Preferred Citation: Tanigawa Michio. Medieval Chinese Society and the Local "Community". Berkeley:  University of California Press,  c1985 1985.

Two— The Medieval "Community" and Aristocratic Society

The Autonomous World of the Six Dynasties Aristocracy

The Social Base of the Six Dynasties Aristocracy. As discussed earlier, the structure of Wei-Chin society differed from that of the ancient period in that it took form on the basis of qualitatively new "communitarian" relations. These social bonds should then have been operative throughout the aristocratic system established in this period. In this section, I should like to verify such a prediction.

What was it that gave form to the Six Dynasties aristocracy as a ruling class in this period? Many people have already


pointed out the difficulties involved in seeing a manorial system or a large landownership system as necessary preconditions for this aristocracy. It is more appropriately regarded as a bureaucratic aristocracy or an aristocracy of culture than as a landed aristocracy. I agree that this is undoubtedly true as an expression of the form of the Six Dynasties aristocratic ruling class. But, I feel that two questions have yet to be thoroughly investigated: (1) If we call them a bureaucratic aristocracy, does that imply that their essence as a class was merely as servants to the emperor? and (2) If we call them an aristocracy of culture, what was their relationship to contemporary society?[42] In short, the unresolved problem remains the class basis of the Six Dynasties aristocracy.

There is more to it than this, though, for the very importance of this problem has apparently not been realized as yet. More generally, the issue is one of how class relations existed without the direct mediation of relations of ownership over the means of production. Thus, it would seem as though this may offer an important hint for explaining the distinctive structure of Chinese history. For this reason, I have in recent years asserted the existence of a medieval "community" at the basis of Six Dynasties society, and I have discussed the logical structure of this assertion in other writings.[43] Still, much of the criticism of colleagues regarding my work has disappointed me. They cling stubbornly to their own historical views, and few seem aware of the need for flexible thought in which an understanding of Chinese history is not trapped in preconceptions. In other words, they fail to recognize how postwar studies of Chinese history have become miserably bungled because of a lack of such thought.[44]

To summarize the points thus far raised in connection with this issue,[45] the literati ethic of self-restraint toward worldly desires (wealth and power) brought into existence a "communitarian" cohesiveness in family, patrilineage, and local village—the literati universe. Personal evaluations or hsiang-luncr (evaluation based on local reputation) which revolved around this ethic provided the qualifications for leadership in society.
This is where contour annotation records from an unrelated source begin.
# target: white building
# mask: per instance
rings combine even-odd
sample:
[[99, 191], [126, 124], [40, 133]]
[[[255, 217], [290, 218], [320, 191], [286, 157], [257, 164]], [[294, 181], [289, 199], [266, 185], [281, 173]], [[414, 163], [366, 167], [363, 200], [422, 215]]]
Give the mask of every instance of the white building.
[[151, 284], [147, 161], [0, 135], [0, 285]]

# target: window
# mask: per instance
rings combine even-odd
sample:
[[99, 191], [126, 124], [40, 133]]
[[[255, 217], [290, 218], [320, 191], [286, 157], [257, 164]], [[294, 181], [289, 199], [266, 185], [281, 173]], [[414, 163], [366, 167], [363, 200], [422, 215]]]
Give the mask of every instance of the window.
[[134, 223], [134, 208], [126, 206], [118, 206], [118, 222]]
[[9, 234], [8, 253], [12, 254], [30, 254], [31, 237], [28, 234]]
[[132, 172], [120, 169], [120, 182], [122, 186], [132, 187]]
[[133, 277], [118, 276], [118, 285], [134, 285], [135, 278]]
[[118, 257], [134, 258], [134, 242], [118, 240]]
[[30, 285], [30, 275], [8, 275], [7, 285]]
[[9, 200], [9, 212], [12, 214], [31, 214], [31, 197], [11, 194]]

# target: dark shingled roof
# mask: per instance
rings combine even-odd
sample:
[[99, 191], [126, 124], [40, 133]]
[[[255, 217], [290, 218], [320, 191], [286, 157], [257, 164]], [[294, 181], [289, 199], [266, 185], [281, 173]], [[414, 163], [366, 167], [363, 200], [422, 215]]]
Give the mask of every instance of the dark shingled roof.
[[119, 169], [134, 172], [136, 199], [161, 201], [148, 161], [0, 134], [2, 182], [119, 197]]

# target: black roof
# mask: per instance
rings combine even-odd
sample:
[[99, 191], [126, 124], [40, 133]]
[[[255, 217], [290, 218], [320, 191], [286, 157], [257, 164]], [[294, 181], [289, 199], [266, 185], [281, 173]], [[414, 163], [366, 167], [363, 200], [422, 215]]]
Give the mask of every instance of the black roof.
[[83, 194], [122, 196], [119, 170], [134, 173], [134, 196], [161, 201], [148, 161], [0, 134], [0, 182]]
The class position of the Six Dynasties aristocracy was grounded in this hsiang-lun and served as the base for their autonomous status vis à vis dynastic authority.


The ruling structure of the Six Dynasties aristocracy—I shall be looking particularly at the Northern Dynasties—clearly possessed the shared pattern of a "communitarian" bond centered on a moral intelligentsia, as seen in the Taoist and wu groupings. A new orientation toward "community" which becomes evident in the late Latter Han was systematized as the Six Dynasties aristocratic system. More to the point, it was the aristocratic stratum in the Six Dynasties which, riding the crest of this orientation, established itself as a ruling class. The most concrete, structural manifestation of their institutionalization was the Nine Ranks recruitment system for the bureaucracy.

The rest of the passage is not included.